It was hardly twelve hours after the shooting at the Emanuel African Methodist Episcopal Church occurred when I jumped online after having my first cup of coffee on Thursday morning. I saw the posted articles and statuses of folks on my news feed concerning the shooting and had a rather guilty thought.
See, the last thing I do most every night before I go to sleep is I tap on the email icon on my phone and have a final glance at any emails that have been sent my way. Usually, they end up being something that I do not read and I delete them, which is exactly what I did that night.
However, I recalled that one of the emails was a breaking news update from the New York Times and that the little preview stated that there was a shooting in Charleston, South Carolina.
I am going to share something with you that I think is strikingly grim and also not altogether uncommon…
My first thought was “oh great, another shooting…” Then I hoped that those I know living in the area were okay. Then I picked up the book I am currently reading, read some, and went to sleep. Then the morning comes…
Within seconds of checking my news feed, I was updated on the carnage that took place in that church in Charleston. A man (and I use the term loosely) gunned down a group of people gathered in worship and fled. The suspected shooter was later identified and found to be white, and the victims were identified and found to be black.
Within hours, really probably minutes, after the shooting, people began arguing with one another over various aspects of the incident they identified as most important such as the following:
The shooter was motivated by racial hate.
The shooter was motivated by hate of Christians and the Christian faith.
The shooter is crazy or mentally ill.
Hyperbolic rhetoric ensued on all sides. Exclamation points and capital letters sprouted all around, and people went about doing what they do best; they set up camp by drawing all of those with concurrent frames of mind to their side and made themselves distinct from the opposing side.
I don’t really want to get into the arguments of any side at this point other than to share my two cents put forth in the great social network debate:
There is one thing, and one thing alone, in my humble opinion, that we can glean from the news reports on this kid, Dylann Roof. He’s not crazy. He knows right from wrong. He ran in the hopes of not getting caught. His mental state should not be the focus of the discussion, but rather his motivations.
That was yesterday morning, and as far as I know, the shooter has not come forward and made public his motivations since he was apprehended.
What I want to focus on is my first thought upon learning that there was a shooting in Charleston…

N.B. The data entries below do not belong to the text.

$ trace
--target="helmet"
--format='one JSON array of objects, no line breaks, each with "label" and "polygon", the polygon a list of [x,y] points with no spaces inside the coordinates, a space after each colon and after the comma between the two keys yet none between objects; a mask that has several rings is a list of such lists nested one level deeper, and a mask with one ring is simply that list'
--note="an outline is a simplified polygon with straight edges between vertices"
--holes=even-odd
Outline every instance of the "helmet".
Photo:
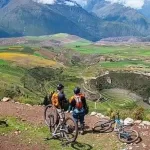
[{"label": "helmet", "polygon": [[76,87],[75,89],[74,89],[74,94],[79,94],[80,93],[80,88],[79,87]]},{"label": "helmet", "polygon": [[60,91],[60,90],[62,90],[63,88],[64,88],[64,86],[63,86],[61,83],[57,85],[57,90]]}]

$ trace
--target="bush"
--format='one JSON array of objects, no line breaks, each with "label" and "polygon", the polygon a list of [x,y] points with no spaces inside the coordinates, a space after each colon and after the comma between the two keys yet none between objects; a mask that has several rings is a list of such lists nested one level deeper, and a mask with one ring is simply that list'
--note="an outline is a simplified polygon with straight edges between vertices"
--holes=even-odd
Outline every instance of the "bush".
[{"label": "bush", "polygon": [[142,107],[137,107],[134,111],[133,111],[133,119],[136,120],[143,120],[144,118],[144,108]]}]

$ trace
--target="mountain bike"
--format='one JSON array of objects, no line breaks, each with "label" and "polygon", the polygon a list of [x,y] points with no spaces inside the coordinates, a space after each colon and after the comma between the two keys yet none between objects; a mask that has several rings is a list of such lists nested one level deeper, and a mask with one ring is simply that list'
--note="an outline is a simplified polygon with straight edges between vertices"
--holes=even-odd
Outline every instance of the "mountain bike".
[{"label": "mountain bike", "polygon": [[63,109],[57,109],[52,104],[46,106],[44,119],[52,138],[65,138],[70,143],[76,141],[78,136],[77,123],[71,117],[65,118]]},{"label": "mountain bike", "polygon": [[103,119],[96,122],[93,126],[93,132],[106,132],[112,128],[112,125],[115,124],[114,131],[117,133],[118,139],[123,143],[134,143],[140,137],[139,133],[136,130],[128,129],[126,126],[121,123],[119,114],[117,113],[116,119]]}]

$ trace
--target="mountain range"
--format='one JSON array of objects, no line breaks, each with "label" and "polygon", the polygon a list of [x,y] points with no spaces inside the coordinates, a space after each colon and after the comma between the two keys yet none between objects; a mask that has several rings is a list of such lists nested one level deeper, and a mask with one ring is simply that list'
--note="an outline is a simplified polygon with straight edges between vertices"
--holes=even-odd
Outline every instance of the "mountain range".
[{"label": "mountain range", "polygon": [[[53,4],[36,0],[0,0],[0,37],[68,33],[98,41],[117,36],[147,36],[148,13],[105,0],[89,0],[83,8],[71,0]],[[144,9],[145,8],[145,9]]]}]

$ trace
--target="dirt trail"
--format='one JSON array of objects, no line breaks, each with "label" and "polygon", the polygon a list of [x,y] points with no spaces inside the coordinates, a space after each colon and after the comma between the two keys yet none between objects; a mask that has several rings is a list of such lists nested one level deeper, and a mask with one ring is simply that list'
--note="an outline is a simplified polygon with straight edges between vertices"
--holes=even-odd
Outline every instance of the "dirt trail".
[{"label": "dirt trail", "polygon": [[[43,112],[44,112],[44,107],[43,106],[30,106],[30,105],[25,105],[25,104],[18,104],[18,103],[13,103],[13,102],[0,102],[0,116],[13,116],[13,117],[19,117],[23,121],[27,121],[31,124],[34,125],[44,125],[44,119],[43,119]],[[98,118],[95,116],[86,116],[85,118],[85,123],[86,126],[88,126],[88,130],[91,129],[93,123],[97,121]],[[127,149],[125,150],[150,150],[150,127],[148,126],[134,126],[136,130],[140,132],[142,141],[138,144],[134,145],[127,145]],[[104,133],[105,134],[105,133]],[[114,133],[110,133],[114,134]],[[19,137],[17,137],[19,138]],[[32,145],[28,147],[28,145],[21,145],[21,144],[15,144],[17,143],[18,139],[11,137],[4,137],[0,136],[0,149],[2,150],[8,150],[8,145],[11,147],[11,150],[16,150],[17,149],[25,150],[25,149],[33,149],[33,150],[42,150],[46,149],[42,145],[38,145],[38,149],[35,148],[36,145]]]}]

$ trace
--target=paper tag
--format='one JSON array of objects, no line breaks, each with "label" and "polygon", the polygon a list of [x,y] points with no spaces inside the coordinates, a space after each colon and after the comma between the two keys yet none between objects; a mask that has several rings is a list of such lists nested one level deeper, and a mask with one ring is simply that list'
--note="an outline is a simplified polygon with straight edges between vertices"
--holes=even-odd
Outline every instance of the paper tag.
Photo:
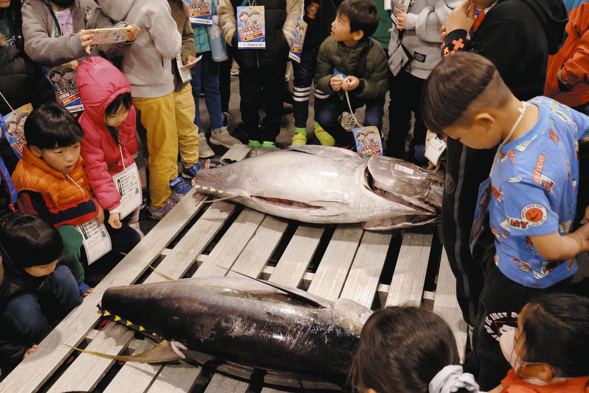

“Oh great, another shooting…”
That was my first thought. THAT was my FIRST thought, followed by the side thought of hoping that those I know living there were okay and unharmed, followed by rolling over and going to sleep.
As I have gotten older and a little more mature (I stress “a little”), I have come more and more to abhor violence. I guess you could say that I am a pacifist, though I am not sure I would label myself as such. Yet even with my abhorrence of violent acts, I was able to rest comfortably and peacefully knowing that there was a shooting in another part of the world.
Why is that?
I am not a psychopath or sociopath. I feel empathy and sympathy. I even work to feel those “pathies” toward others with whom I do not readily identify or associate or know. Regardless of that work, I still find that apathy somehow finds a way into my heart and way of thinking.
One answer to the above question is that violence in some form or another is occurring anywhere at any time or at all times. If I allowed all of these acts of violence to keep me up at night I would never know sleep, or if I allowed these acts to constantly lay on my heart, I would never know peace. So in order to sleep or to find peace, I put those acts out of my mind.
I’d like to think that that is the answer I am looking for, but I cannot help but consider that there is another answer that is more appropriate, like this one:
Violence is occurring all the time in various places. It is part of the human experience, always has been, always will be, so why lose sleep over it?
That is probably a more apt response concerning my state of mind two nights ago, and I am pretty ashamed of it.
Even with the personal shame I feel, that is an all to common response, and it is accepted in society today. Think about it. An individual, such as myself, can willingly choose to feel apathy toward violence or an individual violent act and it is seen as acceptable and justified by another person or a group of people, and I am ashamed of that, too.